Broadcasters are also starting to supply content in multiple ways as seen in services such as Sky Go or C-Cast. Such services allow viewers to access exclusive content or content complementary to the main broadcast program.
Of course the advent of second-screen sport-watching has also created further traffic for the dominant social media networking services – Facebook and Twitter.
The defining moment in this space came a few weeks ago with Super Bowl XLVI in Indianapolis. The broadcast of the New York Giants vs. New England Patriots game attracted 111.3m American viewers, making it the most watched show in the history of US television.
Such was the second-screen interaction that it was also declared the biggest social television event in history.
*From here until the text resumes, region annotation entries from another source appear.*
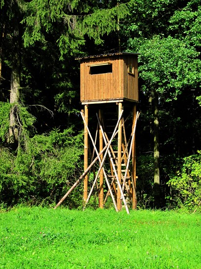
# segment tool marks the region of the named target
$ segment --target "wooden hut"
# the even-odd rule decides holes
[[[79,60],[82,104],[138,101],[138,54],[110,53]]]
[[[84,105],[82,115],[85,124],[84,171],[88,167],[89,153],[96,152],[98,156],[98,153],[103,150],[104,146],[107,143],[110,143],[108,150],[110,171],[108,172],[108,170],[105,173],[104,171],[102,165],[105,160],[104,153],[98,157],[100,163],[98,172],[100,181],[100,206],[103,207],[107,197],[107,196],[104,197],[103,186],[106,185],[104,183],[104,180],[105,180],[108,189],[107,195],[110,192],[109,195],[113,199],[117,211],[121,210],[122,201],[128,210],[125,200],[126,197],[130,199],[133,208],[136,208],[135,126],[138,113],[136,111],[136,103],[139,101],[138,54],[110,53],[84,57],[77,60],[80,62],[80,101],[81,104]],[[129,113],[133,113],[132,117],[129,118],[132,119],[132,122],[130,124],[131,134],[129,139],[126,138],[125,119],[122,116],[124,106],[126,107]],[[93,141],[88,126],[88,111],[90,107],[93,108],[93,111],[94,107],[98,109],[97,115],[99,127],[97,127],[98,135],[95,141],[97,140],[97,137],[99,137],[98,146]],[[116,118],[114,113],[116,113]],[[106,134],[107,124],[105,119],[109,122],[109,128],[107,130],[110,130],[115,128],[115,124],[112,127],[111,123],[117,122],[118,120],[118,126],[116,126],[118,139],[113,139],[112,135],[110,142],[109,135]],[[103,128],[104,130],[100,130]],[[92,141],[93,150],[90,150],[89,148],[89,135]],[[118,141],[118,145],[113,145],[114,141]],[[115,151],[113,148],[117,148],[118,150],[116,149]],[[92,162],[94,157],[90,156],[90,158]],[[95,172],[94,175],[95,176]],[[97,179],[96,177],[95,181]],[[125,194],[123,194],[124,190],[127,192]],[[83,200],[86,202],[91,191],[88,194],[88,176],[86,174],[84,179]]]

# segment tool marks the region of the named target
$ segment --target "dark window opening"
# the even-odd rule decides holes
[[[103,65],[96,67],[90,67],[91,75],[112,73],[112,65]]]

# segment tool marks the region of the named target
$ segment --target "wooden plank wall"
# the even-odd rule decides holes
[[[138,101],[137,56],[115,55],[83,60],[80,64],[81,102],[126,98]],[[132,63],[134,75],[128,74]],[[112,73],[90,74],[90,65],[111,63]]]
While the broadcast attracted a relatively small increase in viewers from the previous year (111m to 111.3m) the number of social commenters increased from 793,000 in 2011 to 5.4m in 2012. Similarly, there was a near-600% growth in the number of actual comments on social media, with 12.2m comments for the 2012 event as opposed to 1.8m for 2011.
Twitter, with approximately 100m active users and counting, dominated the social conversations during the game with 12,233 tweets per second recorded for the last three minutes of the match.
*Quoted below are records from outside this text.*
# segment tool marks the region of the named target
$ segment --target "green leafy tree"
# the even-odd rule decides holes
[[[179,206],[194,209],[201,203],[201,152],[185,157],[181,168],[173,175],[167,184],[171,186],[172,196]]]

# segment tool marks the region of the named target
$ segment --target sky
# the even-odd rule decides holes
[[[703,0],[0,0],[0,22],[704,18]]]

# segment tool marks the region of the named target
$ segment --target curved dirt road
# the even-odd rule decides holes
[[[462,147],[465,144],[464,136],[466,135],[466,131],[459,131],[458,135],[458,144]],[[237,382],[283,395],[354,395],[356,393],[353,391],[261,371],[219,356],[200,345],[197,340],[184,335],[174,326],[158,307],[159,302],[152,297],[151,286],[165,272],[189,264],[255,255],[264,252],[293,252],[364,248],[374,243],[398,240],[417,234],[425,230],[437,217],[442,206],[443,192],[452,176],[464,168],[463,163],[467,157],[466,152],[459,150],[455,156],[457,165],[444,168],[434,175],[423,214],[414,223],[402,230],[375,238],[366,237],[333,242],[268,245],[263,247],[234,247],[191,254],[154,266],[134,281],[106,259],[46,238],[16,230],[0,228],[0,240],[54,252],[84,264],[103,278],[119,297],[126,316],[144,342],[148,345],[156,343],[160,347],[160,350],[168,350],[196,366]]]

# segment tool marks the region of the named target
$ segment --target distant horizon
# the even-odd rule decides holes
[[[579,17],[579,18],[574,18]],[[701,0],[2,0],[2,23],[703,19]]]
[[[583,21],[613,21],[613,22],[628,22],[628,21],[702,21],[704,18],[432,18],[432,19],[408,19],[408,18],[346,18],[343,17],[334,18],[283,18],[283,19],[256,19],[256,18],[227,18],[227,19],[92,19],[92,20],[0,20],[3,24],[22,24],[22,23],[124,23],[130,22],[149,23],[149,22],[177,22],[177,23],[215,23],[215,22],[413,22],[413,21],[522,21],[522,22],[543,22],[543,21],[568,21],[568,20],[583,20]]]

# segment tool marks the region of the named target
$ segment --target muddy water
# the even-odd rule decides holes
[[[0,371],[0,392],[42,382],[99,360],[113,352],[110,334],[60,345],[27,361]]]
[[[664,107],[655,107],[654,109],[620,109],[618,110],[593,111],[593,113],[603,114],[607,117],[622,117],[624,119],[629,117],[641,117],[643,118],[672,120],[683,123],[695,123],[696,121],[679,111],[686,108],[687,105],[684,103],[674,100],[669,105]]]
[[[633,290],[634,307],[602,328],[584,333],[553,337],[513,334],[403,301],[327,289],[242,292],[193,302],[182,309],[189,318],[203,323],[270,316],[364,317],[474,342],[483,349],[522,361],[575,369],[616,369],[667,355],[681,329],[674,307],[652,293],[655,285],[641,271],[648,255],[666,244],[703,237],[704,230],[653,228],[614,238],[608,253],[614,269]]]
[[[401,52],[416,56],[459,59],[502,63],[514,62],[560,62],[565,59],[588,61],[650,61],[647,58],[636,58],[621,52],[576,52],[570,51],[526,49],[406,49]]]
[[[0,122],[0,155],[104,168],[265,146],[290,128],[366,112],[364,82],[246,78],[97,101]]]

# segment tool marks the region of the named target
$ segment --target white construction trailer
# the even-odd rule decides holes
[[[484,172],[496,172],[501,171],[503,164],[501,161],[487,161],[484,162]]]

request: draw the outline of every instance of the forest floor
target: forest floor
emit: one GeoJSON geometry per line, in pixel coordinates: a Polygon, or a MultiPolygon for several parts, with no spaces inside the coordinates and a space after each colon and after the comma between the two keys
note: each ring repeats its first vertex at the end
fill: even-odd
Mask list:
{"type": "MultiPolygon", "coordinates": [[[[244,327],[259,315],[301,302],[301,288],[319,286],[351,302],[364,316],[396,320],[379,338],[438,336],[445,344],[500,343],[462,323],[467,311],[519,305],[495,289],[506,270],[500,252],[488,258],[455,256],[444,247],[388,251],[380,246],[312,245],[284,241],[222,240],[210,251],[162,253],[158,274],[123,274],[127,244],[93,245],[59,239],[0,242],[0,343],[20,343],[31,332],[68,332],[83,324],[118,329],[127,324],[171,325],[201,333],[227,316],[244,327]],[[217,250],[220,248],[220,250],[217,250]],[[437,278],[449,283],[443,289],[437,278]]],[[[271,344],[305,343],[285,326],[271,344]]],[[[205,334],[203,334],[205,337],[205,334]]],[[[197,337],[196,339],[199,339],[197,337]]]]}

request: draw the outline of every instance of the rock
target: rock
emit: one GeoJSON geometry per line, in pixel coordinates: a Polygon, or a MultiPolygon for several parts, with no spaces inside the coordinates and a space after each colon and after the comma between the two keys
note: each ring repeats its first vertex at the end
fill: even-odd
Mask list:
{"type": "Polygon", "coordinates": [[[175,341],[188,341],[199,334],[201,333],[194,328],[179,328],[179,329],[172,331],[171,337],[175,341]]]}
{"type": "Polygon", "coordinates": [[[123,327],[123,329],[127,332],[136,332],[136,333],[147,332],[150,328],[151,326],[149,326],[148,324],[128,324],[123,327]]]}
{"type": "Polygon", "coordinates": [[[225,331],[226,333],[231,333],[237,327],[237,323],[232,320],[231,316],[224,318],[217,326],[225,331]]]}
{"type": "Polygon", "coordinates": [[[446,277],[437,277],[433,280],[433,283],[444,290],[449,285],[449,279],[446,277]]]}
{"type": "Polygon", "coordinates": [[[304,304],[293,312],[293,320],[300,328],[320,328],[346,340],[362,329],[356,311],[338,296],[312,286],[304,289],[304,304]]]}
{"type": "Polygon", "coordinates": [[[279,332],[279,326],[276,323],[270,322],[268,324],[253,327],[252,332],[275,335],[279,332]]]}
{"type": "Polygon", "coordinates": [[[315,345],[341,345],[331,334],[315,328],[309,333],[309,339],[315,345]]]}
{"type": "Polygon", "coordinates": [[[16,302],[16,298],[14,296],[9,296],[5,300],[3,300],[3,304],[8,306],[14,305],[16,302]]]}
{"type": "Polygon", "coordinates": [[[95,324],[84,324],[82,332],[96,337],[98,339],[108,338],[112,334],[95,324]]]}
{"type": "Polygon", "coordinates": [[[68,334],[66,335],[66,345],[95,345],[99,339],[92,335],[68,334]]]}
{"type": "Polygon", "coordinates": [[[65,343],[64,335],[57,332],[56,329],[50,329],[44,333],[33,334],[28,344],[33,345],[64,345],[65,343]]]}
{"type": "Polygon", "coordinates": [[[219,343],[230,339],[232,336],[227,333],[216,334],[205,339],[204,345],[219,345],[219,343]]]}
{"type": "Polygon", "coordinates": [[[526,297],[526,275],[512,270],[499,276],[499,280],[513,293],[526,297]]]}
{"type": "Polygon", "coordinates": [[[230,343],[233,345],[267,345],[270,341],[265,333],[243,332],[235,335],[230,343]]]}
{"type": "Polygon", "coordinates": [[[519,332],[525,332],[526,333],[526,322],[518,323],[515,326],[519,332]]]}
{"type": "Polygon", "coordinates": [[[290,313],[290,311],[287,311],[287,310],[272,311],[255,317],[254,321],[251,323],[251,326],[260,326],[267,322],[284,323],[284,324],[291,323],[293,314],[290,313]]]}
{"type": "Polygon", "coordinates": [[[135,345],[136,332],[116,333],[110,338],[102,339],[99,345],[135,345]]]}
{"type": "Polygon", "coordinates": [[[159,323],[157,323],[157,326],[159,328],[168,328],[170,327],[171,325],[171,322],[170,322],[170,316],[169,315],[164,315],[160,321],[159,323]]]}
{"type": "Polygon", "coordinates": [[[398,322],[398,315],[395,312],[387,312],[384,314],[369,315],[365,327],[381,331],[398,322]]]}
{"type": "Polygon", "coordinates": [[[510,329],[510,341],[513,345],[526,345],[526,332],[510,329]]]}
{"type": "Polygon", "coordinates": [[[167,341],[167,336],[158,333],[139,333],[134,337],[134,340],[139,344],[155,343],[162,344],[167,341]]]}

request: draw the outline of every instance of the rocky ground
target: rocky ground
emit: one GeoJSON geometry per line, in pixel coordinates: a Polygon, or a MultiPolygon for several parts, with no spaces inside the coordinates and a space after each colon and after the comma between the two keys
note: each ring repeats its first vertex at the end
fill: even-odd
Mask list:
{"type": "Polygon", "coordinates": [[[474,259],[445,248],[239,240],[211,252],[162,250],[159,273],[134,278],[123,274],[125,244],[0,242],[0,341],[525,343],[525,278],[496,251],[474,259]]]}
Last month’s Australian Open tennis tournament also served to illustrate the rise of social media in sport, albeit at a lower level than the Super Bowl. As an early social media adopter (it was the first grand slam tournament to have its own Twitter account, in November 2008) the event now boasts more than 82,000 Twitter followers and more than 628,000 Facebook fans.
For the 2012 event a total of 222,813 tweets were sent using the #ausopen hashtag. The tournament’s media team even created a Fan Centre leaderboard to rank the top ten male and female players according to their social media mentions. Both losing finalists in the tennis – Rafael Nadal and Maria Sharapova – took out social leaderboard titles with 69,511 and 30,222 mentions respectively.
But the rise of social sport-viewing is not limited to those watching in the comfort of their living rooms. Modern stadiums are increasingly being fitted out with technology that aims to transform the fan experience.
Consider the dual 2,100-inch HDTVs hanging less than 30 metres above the playing surface of Cowboy’s Stadium in Arlington Texas. Or there’s the pre-Rugby World Cup upgrade to Auckland’s Eden Park that boosted mobile capacity and coverage in the stadium but also allowed event staff to direct fans to their seats and control digital menus at concession outlets via 300 well-placed monitors.
Better WiFi in stadia also enables fan engagement through Twitter and Facebook and through innovative applications such as GetGlue’s geographical location counterpart, Foursquare.
While we are yet to see uptake of second-screen viewing on the same scale as that experienced overseas, there’s little doubt the Australian passion for sport and social media will continue to be linked in the future.
That won’t be as competitors, of course, but as teammates.